03.29.2016

Auerbach Grayson Launches U.S. Equities Trading Business

03.29.2016

As the buy side scours the equity markets for alpha, New York-based broker Auerbach Grayson is pointing institutional investors back to human traders who can tap their liquidity books and provide custom service that an algorithm can’t.

The firm’s mission is simple: get the buy side block liquidity in U.S. securities using top risk-management platforms and experienced sales traders. This builds off the firm’s emerging and frontier equity-market trading philosophy, melding a superior high-touch trading experience that combines a veteran sales trading staff with local research and broker know-how.

Auerbach began building its U.S. trading business by splitting the desk into two areas, program trading and block trading. To that end, last year the firm brought on equity veterans Doug Rivelli and Todd Trimmer to serve as co-heads of the firm’s U.S. equity sales and trading desk. Also at that time the firm grabbed Jack Duffy as head of U.S. trading. They join Garth Ballantine, a 13-year trading veteran, who is in charge of the firm’s established emerging and frontier markets trading.

Rivelli has a long Wall Street trading pedigree. He was chief executive officer at hedge fund Proteus Global Partners since 2013; previously, he was chief executive at Algorithmic Trading Management, the global, multi-asset class electronic trading unit of Cowen Group, and he also held senior electronic-trading positions at Pragma Securities and Weeden & Co.

Doug Rivelli, Auerbach Grayson

Doug Rivelli, Auerbach Grayson

How does Auerbach plan to succeed in the congested and hyper-competitive U.S trading space?

Rivelli said it all starts with veteran sales traders who know how to get block trades done and can provide the buy-side with sources and relationships that produce liquidity. A lot of liquidity.

“Clients have said to us that they want more than some broker dropping an order into an algorithm,” Rivelli said. “While that is a big part of the business, it’s not the only part of it.

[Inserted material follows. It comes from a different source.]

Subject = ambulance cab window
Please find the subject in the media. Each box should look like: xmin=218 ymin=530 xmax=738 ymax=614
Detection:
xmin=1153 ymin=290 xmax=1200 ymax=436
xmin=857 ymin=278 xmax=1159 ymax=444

We are focused on hiring senior guys with deep liquidity books and contacts who understand how to effectively source and interact with natural liquidity. Since our U.S. business is built exclusively on execution, we have to be the best at doing this.”

Since its inception in 1991, Auerbach Grayson has made its mark by giving the buy side high-touch access to frontier and emerging equities markets. In this space, the agency brokerage uses high-touch traders who tap directly into local brokers who can access a local firm’s executives and have a feel for the regional geopolitical and economic landscape.

“With direct access and coverage of over 3,152 companies, and through our network of 125 partners worldwide, we are strongly positioned to provide the best execution in virtually every part of the world,” he said. “Now it’s time to take what we’ve learned and apply it to the U.S. marketplace.”

To that end, Rivelli, Trimmer and Duffy are building the U.S. sales trading force in their own image, i.e. hiring traders with 15+ years’ experience and established books of business. Since January, Rivelli has landed two separate trading teams from rivals Oppenheimer and KCG, with the latter set to join in May.

Both Auerbach Grayson’s U.S. program trading and block desks have about 20 professionals. On the program trading side, the firm ultilizes a vendor-supplied but customized real-time risk management system that helps traders look at the whole global program trade and assess risk, rather than merely look at risk on a single stock or regional basis, before executing a program order.

“The risk management system looks at stocks in real-time and evaluates how they are behaving and how the portfolio risk is evolving versus pre-trade expectations,” Rivelli said, “Then we take the analytics and use them in a high-touch way to craft a dynamic strategy to either take advantage of something positive, or mitigate something negative in a trade.”

The block business is based largely on the sales traders’ access to liquidity. Rivelli said he is looking to re-create the high-touch trading desk of the past, with human traders providing market ‘color’ in a way that today’s highly electronic marketplace has neglected. According to Rivelli, while electronic trading has helped the equity market structure and has a place in trading, too much of it has left certain institutional investors with too few high-touch trading choices.

“We believe that pendulum has swung too far” away from high-touch trading, Rivelli said. “I ran two very successful electronic firms where all we did was offer low-touch electronic trading, so I know that space intimately. But the problem is that electronic tools have gone from being tactical in nature to more efficiency-minded, and that is not the direction we should have gone. We really believe there is a strong need and want for good high-touch trading desks, supported by electronic trading tools.”

And it’s the human trader who can best decide either to employ an algorithm, seek natural liquidity, or commit capital on behalf of a client.

“The ability to find a block cross is critical, especially in difficult names, and that’s where the human comes in,” Rivelli said. “It’s his job to develop a strategy to get this type of trade done. Traders will go wherever they can to find liquidity, either in the public exchanges or in the dark pools.”